Mortgage Refinance: What is it?
What is Mortgage Refinance?
When you pay off your exsisting mortgage and replace it with a new one, and new terms. It’s cost-effective and uses your home equity to help pay for renovations or make investments.
1. Low Interest Rates
Replacing your old contract and terms for a lower interest rate will save you money over time.
2. To access Equity in your home
Through refinancing, you can access up to 80% of your home’s value. This can be done through breaking your mortgage, taking on a home equity line of credit or blending/extending your mortgage with your current lender.
3. Consolidate Debt
If there is enough equity in your home, you will be able to pay off high-interest debts through Refinancing. Outstanding debts such as a car loan, line of credit, credit card bills can be consolidated through refinancing.
Process of Refinancing:
1. Break your existing mortgage contract early
In order to get a lower interest rate or get access to equity, you would have to eliminate your current mortgage and get a new one with any lender.
2. Add a line of credit
Through this you get access to the equity at your own will. This means you are responsible for interest only payments, made monthly on the outstanding balance.

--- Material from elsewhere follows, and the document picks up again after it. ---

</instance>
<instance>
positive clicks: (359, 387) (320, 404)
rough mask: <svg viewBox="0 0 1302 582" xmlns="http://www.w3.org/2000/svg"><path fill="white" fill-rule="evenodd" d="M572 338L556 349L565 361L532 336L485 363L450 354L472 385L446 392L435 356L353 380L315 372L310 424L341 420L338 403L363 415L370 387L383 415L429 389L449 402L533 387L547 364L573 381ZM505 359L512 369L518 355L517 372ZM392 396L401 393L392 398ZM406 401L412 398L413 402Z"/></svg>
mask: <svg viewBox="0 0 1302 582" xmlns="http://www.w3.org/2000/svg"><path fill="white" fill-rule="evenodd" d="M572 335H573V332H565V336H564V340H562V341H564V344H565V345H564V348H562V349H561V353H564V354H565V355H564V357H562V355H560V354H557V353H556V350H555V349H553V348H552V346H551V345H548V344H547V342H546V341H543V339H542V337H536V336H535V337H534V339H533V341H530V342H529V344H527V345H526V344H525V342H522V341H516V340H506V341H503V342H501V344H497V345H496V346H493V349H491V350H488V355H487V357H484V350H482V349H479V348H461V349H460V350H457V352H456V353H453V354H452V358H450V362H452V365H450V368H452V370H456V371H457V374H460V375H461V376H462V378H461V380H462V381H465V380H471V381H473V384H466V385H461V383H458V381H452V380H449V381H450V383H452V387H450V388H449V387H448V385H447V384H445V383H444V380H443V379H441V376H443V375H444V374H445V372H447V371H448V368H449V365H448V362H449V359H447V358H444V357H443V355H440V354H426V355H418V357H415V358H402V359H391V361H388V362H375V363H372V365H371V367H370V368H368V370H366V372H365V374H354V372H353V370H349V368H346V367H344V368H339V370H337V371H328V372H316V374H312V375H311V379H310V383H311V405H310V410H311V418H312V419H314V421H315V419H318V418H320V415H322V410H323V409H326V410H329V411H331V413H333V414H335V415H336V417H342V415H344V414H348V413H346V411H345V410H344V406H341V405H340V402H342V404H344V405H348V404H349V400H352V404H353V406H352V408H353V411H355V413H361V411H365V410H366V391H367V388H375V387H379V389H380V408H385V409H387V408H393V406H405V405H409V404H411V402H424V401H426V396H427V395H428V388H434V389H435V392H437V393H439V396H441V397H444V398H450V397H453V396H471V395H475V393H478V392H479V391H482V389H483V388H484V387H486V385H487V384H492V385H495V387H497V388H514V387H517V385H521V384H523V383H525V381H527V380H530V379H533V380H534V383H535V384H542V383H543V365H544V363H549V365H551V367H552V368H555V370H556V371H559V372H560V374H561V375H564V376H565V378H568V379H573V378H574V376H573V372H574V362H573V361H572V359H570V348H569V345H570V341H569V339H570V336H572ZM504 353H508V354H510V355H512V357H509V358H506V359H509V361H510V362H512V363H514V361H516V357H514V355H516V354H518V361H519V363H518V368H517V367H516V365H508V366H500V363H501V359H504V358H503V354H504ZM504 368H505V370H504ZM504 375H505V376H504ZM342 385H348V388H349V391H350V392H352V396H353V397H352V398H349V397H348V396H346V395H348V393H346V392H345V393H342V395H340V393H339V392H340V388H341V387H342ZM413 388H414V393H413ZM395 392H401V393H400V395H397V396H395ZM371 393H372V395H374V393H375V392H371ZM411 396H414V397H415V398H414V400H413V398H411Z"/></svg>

3. Blend and extend your existing mortgage
Your existing lender may offer you a “blended rate” which is a combination of your current mortgage rate along with any additional money you borrow at current rates. Blended rates tend to be higher than most competitive mortgage rates.
How much will it cost?
This depends on which strategy you decide to use in order to lower interest rates or access equity in your home. There will be legal costs such as lawyer fees, and if you are breaking your mortgage in the middle of your terms there will be a prepayment penalty.